Income tax, fuel tax and inheritance tax all existed 100 years ago

10 February 2022
What was claimed

UK residents now have to pay dozens of different taxes, none of which existed 100 years ago.

Our verdict

This isn’t true. Income tax, which is listed in the post, was first introduced in 1799. And there are a number of other taxes mentioned that aren’t in place in the UK.

A post on Facebook, shared almost a thousand times, lists dozens of taxes alongside the logo for HM Revenue and Customs (HMRC), claiming that “not one of these taxes existed 100 years ago”. 

This is not true. Income tax, which is included in the list, was first introduced in 1799 by then-Prime Minister William Pitt the Younger, as a means to balance the nation’s finances during a war against Napoleon’s forces. 

It was intended to be a temporary tax and was indeed repealed in 1802 after a peace treaty was signed. However, the following year it was revived after war broke out once again with France, and lasted until 1816. 
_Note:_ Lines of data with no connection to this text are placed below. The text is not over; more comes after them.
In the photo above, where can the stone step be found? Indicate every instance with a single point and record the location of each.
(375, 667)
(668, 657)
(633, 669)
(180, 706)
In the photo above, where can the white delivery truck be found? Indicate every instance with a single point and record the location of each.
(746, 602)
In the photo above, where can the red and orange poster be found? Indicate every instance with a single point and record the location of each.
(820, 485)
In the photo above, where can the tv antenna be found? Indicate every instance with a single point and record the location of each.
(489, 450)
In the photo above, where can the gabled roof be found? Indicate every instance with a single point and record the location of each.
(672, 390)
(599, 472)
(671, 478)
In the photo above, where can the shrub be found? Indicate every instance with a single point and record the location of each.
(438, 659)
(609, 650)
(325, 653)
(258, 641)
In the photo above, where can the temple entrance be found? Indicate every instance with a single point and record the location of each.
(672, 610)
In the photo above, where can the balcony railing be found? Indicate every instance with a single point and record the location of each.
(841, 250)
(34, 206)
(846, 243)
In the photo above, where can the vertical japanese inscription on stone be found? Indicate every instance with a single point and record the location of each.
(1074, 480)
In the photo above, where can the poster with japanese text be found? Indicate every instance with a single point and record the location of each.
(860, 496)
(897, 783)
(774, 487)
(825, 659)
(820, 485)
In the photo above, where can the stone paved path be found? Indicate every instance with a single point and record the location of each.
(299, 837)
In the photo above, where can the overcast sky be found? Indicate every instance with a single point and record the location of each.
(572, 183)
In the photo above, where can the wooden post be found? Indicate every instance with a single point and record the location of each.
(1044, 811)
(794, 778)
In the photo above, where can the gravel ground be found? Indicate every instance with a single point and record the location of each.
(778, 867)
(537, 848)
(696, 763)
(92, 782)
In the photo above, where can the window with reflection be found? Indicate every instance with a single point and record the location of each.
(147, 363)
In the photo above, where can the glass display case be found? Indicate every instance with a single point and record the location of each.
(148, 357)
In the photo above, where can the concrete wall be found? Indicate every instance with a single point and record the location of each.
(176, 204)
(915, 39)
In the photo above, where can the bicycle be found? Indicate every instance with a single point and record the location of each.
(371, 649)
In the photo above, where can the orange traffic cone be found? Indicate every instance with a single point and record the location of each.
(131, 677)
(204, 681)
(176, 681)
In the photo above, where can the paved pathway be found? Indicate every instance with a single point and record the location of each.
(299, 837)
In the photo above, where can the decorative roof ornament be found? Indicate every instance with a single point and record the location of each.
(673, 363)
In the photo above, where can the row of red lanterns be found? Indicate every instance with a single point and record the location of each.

After a period of 26 years it was revived in 1842 by then-Prime Minister Sir Robert Peel, and has remained in place in various forms ever since. 

As the Finance Act of 1920 reveals, a number of taxes named in the post existed in some form a century ago, such as duty on cigars, “motor spirit” (fuel such as petrol), medicine and corporation tax

A “death tax”, known then as estate duty but better known now as inheritance tax, was also introduced in 1894.

The list in the social media post also includes some examples of apparent modern-day taxes which either don’t exist, or don’t exist in the UK, for example “Medicare Tax”, which appears to refer to the US Medicare programme, and Goods and Services Tax, which exists in Australia and India but not the UK. 

Other examples include “Fishing Licence Tax” (a rod fishing licence isn’t a tax but rather a permit you have to pay for) and a “Driving Permit Tax” (drivers have to tax their vehicle, but not their licence), as well as something referred to as a “Cooking Tax”. 

The post also refers to an impending carbon tax. The UK government ran a public consultation on implementing a Carbon Emissions Tax in late 2020, but at present no tax of this type has been formally announced.